U.S. stocks finished lower, Friday, unable to shake off losses following the Labor Department's report that U.S. employers last month added fewer than half the number of new workers than economists were expecting.
The U.S. added only 88,000 jobs in March, the smallest rise in nine months, trailing expert forecasts for a figure around 190,000 new jobs. Underlying data was slightly more positive, showing a revised 268,000 gain in February, along with a drop in the national unemployment rate by 0.1% to 7.6%. Still, economists said the decline in the unemployment rate was due to people dropping out of the workforce.
Other data released included a report by the Commerce Department showing the U.S. trade gap narrowed to $43 billion during February, down from an unrevised $44.5 billion in January. The consensus estimate of Wall Street analysts surveyed by Reuters before the report was for the trade gap to widen slightly to $44.6 billion. The lower-than-expected deficit also could soon prompt analysts to raise their estimates of Q1 U.S. economic growth.

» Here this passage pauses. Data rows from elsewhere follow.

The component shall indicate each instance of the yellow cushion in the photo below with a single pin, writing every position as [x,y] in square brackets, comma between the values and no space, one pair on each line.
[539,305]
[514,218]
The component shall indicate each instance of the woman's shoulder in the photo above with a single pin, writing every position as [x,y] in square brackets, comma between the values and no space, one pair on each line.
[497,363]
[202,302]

Also, Friday, Federal Reserve reported that U.S. consumers increased their debt in February by a seasonally adjusted $18.1 billion, the most since last August, and well above January's $12.7 billion. Monthly debt increased at a 7.8% pace compared to a 5.5% pace in the previous month.
In commodities, oil futures ended with a modest loss today, shedding 0.6% to close at $92.70 a barrel. For the week, oil lost 4.7%. June gold added $23.50 today to end at $1,575.90 an ounce, but the metal still had a rough week and finished with a 1.2% loss.